El orden de seguridad europeo se fundamenta en unos principios básicos, entre ellos la integridad territorial de los Estados, que se viola de forma clara con el referéndum ilegal de 2014 en Crimea y su posterior anexión por parte de Rusia. Desgraciadamente, la actual situación de tensión a lo largo de la frontera con Ucrania pone en riesgo la estabilidad en este país y, por lo tanto, la seguridad en Europa.

En este sentido, las diversas iniciativas que se han puesto en marcha para resolver la situación en Ucrania son de una gran urgencia. En las últimas semanas han tenido lugar reuniones bilaterales entre Estados Unidos y Rusia, la reunión OTAN-Rusia, y las reuniones en el marco de la OSCE, pero la situación sigue estancada.

Por su parte, la Unión Europea tiene que seguir apoyando todos aquellos formatos diplomáticos para la resolución del conflicto en Ucrania, como el Cuarteto de Normandía, que junta en un grupo de contacto informal a Francia, Alemania, Rusia y Ucrania. Además de apoyar estos formatos, la Unión Europea debe hacerse oír.

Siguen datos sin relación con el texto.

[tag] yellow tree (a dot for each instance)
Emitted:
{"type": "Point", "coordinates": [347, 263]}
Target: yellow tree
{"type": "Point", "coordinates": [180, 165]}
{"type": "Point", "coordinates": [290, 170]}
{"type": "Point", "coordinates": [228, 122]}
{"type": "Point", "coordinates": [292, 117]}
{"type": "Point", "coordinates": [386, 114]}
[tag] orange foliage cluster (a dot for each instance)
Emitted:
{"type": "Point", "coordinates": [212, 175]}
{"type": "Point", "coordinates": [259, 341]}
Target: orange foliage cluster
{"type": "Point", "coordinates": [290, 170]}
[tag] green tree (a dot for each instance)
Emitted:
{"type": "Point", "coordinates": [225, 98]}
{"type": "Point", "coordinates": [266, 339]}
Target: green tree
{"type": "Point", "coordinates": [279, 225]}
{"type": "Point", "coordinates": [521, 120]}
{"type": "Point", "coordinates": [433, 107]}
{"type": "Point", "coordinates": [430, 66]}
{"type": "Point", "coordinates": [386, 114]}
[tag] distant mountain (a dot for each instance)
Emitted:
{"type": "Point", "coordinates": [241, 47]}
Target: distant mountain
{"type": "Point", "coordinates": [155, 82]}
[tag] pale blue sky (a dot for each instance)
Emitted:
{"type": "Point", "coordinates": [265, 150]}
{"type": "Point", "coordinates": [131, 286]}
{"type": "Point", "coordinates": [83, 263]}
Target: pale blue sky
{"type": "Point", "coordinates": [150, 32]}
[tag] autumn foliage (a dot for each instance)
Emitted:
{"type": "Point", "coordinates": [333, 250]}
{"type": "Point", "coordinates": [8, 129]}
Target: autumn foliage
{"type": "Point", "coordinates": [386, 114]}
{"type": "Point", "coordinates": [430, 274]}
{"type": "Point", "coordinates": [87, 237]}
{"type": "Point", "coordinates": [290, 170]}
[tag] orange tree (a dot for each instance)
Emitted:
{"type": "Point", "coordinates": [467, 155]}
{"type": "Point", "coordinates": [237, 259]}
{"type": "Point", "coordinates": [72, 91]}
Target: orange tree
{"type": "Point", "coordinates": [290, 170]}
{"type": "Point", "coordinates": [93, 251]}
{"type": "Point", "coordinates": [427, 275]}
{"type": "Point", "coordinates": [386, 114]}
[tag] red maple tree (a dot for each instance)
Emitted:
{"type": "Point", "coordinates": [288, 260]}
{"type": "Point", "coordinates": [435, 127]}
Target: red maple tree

Para llegar a una solución negociada, la Unión Europea debe estar representada de forma efectiva en las negociaciones. Como ha recordado el Alto Representante de la Unión para Asuntos Exteriores y Política de Seguridad Josep Borrell, la Unión Europea no puede ser un ‘espectador neutro’ en aquellos asuntos que afectan directamente a su propia seguridad. Además, esta posición no es exclusivamente europea, sino que es parte de un consenso transatlántico. En palabras del presidente de EE.UU. Joe Biden, ‘nothing about you, without you’.

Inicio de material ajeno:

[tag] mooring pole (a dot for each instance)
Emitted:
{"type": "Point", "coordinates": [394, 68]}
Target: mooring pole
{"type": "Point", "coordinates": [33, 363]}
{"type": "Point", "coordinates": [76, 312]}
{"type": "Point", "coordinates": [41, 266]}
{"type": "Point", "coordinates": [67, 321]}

La inclusión de la Unión Europea en la arquitectura de la seguridad del continente es también una cuestión práctica, dado que ya no es la comunidad de países que existía al final de la Guerra Fría. En los últimos treinta años, la Unión Europea ha pasado de tener doce miembros a veintisiete, que conforman el mayor bloque comercial del mundo. Además, la Política Exterior y de Seguridad Común europea no tiene relación alguna con los instrumentos de los que disponía hace treinta años, que ya tiene todos los elementos de una política exterior eficaz. Lo que tiene que conseguir ahora es ejecutarla.

Gorbachov advirtió a los rusos en 1991 que el mundo había cambiado. Europa también ha cambiado, y en virtud del rechazo a la guerra y la voluntad de construir la paz como base esencial de su proyecto político, la arquitectura de la seguridad europea deberá reflejar esta nueva realidad.